I am always trying new ideas and new methods for cooking, whether it be new ideas, new recipes, new cooking methods, new flavorings or seasonings, etc. I am always up for something new. We love our meats and eat them prepared in a wide variety of methods and ways. Sometimes I marinate them, sometimes I use a dry rub, sometimes I use a paste. How to Flavor Your Meats I am game to try just about anything. It keeps things fun and exciting. Everyday is different. Larry just never knows what to expect for dinner. He just knows whatever it is, it will be good.
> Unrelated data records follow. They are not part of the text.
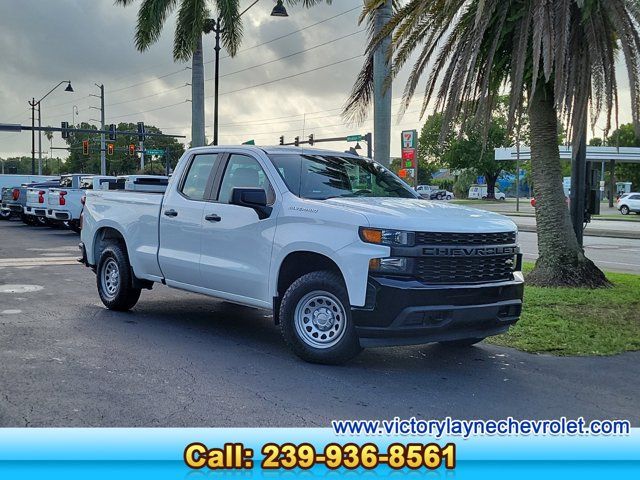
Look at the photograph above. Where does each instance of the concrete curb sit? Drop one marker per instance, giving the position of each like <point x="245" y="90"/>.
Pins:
<point x="591" y="233"/>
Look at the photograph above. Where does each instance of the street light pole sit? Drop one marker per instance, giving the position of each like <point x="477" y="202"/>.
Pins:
<point x="33" y="104"/>
<point x="215" y="26"/>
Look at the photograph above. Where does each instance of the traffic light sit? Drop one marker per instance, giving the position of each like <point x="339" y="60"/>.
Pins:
<point x="141" y="131"/>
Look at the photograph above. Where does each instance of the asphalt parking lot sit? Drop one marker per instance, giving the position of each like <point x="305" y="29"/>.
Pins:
<point x="180" y="359"/>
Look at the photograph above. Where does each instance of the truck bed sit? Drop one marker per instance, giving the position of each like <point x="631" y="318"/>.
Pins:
<point x="138" y="215"/>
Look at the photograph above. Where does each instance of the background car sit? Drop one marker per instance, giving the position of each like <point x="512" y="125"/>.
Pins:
<point x="629" y="203"/>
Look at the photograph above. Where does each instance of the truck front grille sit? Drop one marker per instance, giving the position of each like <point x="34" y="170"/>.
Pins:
<point x="463" y="270"/>
<point x="440" y="238"/>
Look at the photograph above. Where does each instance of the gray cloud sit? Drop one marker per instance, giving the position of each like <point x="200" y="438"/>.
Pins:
<point x="88" y="41"/>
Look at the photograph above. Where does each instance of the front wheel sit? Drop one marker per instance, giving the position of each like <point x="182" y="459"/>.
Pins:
<point x="315" y="319"/>
<point x="465" y="342"/>
<point x="115" y="279"/>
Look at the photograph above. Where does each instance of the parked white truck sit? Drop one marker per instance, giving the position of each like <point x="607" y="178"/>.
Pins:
<point x="64" y="203"/>
<point x="344" y="253"/>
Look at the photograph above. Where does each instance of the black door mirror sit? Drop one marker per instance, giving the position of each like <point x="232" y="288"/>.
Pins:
<point x="255" y="198"/>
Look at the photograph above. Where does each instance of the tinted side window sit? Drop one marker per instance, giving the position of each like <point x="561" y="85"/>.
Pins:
<point x="243" y="171"/>
<point x="195" y="183"/>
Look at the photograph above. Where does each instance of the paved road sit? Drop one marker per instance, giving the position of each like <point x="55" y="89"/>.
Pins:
<point x="185" y="360"/>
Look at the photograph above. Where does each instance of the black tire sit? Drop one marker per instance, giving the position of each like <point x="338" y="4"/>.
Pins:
<point x="116" y="289"/>
<point x="74" y="225"/>
<point x="465" y="342"/>
<point x="329" y="292"/>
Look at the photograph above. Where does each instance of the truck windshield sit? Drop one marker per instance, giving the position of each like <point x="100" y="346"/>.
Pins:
<point x="319" y="177"/>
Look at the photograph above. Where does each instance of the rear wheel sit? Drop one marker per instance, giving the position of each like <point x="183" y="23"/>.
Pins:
<point x="74" y="225"/>
<point x="465" y="342"/>
<point x="315" y="319"/>
<point x="115" y="279"/>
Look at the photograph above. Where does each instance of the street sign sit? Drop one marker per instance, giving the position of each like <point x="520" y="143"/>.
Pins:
<point x="409" y="144"/>
<point x="409" y="138"/>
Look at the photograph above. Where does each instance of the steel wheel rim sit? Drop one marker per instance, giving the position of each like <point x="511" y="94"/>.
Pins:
<point x="320" y="319"/>
<point x="110" y="278"/>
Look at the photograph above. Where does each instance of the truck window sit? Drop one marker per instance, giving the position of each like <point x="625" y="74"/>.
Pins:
<point x="319" y="177"/>
<point x="243" y="171"/>
<point x="195" y="183"/>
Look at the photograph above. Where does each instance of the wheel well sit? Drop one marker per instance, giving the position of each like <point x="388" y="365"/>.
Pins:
<point x="105" y="236"/>
<point x="294" y="266"/>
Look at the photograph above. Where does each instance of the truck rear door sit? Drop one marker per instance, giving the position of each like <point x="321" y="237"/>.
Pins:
<point x="181" y="218"/>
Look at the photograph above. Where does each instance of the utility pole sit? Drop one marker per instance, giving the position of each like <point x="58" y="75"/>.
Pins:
<point x="33" y="135"/>
<point x="197" y="96"/>
<point x="39" y="141"/>
<point x="381" y="91"/>
<point x="103" y="158"/>
<point x="578" y="186"/>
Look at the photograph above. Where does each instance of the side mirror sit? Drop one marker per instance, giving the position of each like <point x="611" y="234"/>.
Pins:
<point x="255" y="198"/>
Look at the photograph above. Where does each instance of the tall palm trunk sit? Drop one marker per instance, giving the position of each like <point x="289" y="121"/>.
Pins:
<point x="197" y="97"/>
<point x="562" y="261"/>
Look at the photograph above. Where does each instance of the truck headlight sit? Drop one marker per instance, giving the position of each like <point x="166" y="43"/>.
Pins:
<point x="393" y="238"/>
<point x="390" y="265"/>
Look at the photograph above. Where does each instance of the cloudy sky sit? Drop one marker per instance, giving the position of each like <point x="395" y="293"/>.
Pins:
<point x="91" y="41"/>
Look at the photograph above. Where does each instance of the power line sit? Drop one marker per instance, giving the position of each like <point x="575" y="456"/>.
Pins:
<point x="288" y="56"/>
<point x="288" y="34"/>
<point x="289" y="76"/>
<point x="151" y="110"/>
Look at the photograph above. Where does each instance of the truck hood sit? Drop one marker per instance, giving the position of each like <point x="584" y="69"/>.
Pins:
<point x="423" y="215"/>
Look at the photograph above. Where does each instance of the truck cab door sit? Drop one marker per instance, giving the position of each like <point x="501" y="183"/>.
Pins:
<point x="236" y="243"/>
<point x="181" y="220"/>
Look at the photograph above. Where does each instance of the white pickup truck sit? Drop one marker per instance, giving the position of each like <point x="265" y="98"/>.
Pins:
<point x="64" y="203"/>
<point x="343" y="253"/>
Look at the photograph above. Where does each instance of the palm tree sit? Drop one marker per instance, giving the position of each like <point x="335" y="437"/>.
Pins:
<point x="192" y="14"/>
<point x="555" y="58"/>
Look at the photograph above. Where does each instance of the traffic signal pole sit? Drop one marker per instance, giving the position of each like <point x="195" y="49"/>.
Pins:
<point x="103" y="158"/>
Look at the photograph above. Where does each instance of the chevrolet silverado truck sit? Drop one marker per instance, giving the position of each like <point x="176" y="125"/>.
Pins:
<point x="64" y="203"/>
<point x="343" y="252"/>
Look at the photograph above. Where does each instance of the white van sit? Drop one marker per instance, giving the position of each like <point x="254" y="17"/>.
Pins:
<point x="479" y="192"/>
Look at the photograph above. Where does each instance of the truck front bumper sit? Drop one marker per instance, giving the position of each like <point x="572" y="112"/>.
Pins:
<point x="409" y="312"/>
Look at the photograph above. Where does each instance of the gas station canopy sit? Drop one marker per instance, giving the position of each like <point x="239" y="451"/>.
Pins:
<point x="594" y="154"/>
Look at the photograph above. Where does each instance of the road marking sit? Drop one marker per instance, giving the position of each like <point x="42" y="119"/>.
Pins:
<point x="38" y="262"/>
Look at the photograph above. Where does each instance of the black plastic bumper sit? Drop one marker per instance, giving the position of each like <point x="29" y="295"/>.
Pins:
<point x="408" y="312"/>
I made some Parmagiano crusted pork chops last night, that I served with some potatoes roasted with onions and artichoke hearts and some roasted garlic bread. So I guess my prep method for my meat was more like the paste method this time. I should have added some more vegetables, but Larry said we didn’t need any more. I disagree, but hey live and learn, right?! I guess I did add some more vegetables by topping it with some of my red pepper coulis though. Chicken Stuffed with Artichoke Hearts and Olives. I chose to go with a lighter white blend this time, since I served pork, however, a red or a pinot noir would have paired very nicely with the meal as well.
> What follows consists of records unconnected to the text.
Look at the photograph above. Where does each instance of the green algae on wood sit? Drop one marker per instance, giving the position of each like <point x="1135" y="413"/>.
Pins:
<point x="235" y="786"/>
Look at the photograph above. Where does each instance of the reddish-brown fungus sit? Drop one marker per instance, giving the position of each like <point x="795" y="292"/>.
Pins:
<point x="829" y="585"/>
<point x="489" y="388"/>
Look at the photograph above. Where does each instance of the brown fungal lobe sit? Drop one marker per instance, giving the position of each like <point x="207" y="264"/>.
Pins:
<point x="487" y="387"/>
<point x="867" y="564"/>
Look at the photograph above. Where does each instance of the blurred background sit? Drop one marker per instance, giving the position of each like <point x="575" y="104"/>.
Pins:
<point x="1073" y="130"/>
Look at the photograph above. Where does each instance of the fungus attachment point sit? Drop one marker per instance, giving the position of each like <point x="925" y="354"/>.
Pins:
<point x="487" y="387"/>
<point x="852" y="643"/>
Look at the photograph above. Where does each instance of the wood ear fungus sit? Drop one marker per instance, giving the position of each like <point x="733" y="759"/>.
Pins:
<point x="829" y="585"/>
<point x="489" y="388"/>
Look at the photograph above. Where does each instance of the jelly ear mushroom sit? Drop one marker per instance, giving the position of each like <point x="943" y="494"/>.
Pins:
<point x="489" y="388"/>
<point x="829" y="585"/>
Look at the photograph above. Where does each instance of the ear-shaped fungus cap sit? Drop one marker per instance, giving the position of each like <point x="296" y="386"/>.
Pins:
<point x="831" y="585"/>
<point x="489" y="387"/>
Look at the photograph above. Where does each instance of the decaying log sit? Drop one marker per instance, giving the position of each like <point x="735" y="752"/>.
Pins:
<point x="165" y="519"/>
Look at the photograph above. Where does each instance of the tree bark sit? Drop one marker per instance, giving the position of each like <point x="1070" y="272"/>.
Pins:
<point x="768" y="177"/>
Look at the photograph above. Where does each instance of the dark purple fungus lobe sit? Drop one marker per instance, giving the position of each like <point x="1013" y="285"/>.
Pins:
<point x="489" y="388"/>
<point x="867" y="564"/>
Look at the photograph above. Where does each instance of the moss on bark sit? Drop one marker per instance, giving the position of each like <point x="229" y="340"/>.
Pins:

Parmagiano Crusted Pork Chops
1 1/2 cups bread crumbs
1 cup Parmagiano (or Romano) cheese
1 TBSP fresh sage, chopped fine
1 tsp lemon zest
salt & pepper to taste
1/4 cup flour
2 eggs, lightly beaten
butter – I used some of my leftover chipotle butter
4 thick cut pork chops
Mix the flour and salt & pepper together on a shallow plate.
Beat the eggs lightly in a separate bowl.
Mix the bread crumbs, sage and Parmagiano cheese together in a shallow bowl.
Completely coat the pork chops in the flour mixture, shaking off the excess flour, then dip it into the egg and completely coat again. Lastly, dip it into the Parmagiano mixture and completely coat again.
Preheat the oven to 425* F.
Spray a baking dish with cooking spray (you can also use some aluminum foil as well if you like. It definitely helps with the clean up)
Heat the olive oil and butter in a skillet and carefully place the pork chops in the mixture. Completely brown the meat on both sides. You want a nice crust formed on the meat.
When the pork is browned, place it in the prepared baking dish and pop it into the oven. Bake for about 20-30 minutes, or until the internal temperature reaches 160* F on the meat thermometer. I topped mine with some leftover red pepper coulis, which made it really come to life. Serve with your favorite side dishes, and dinner is done.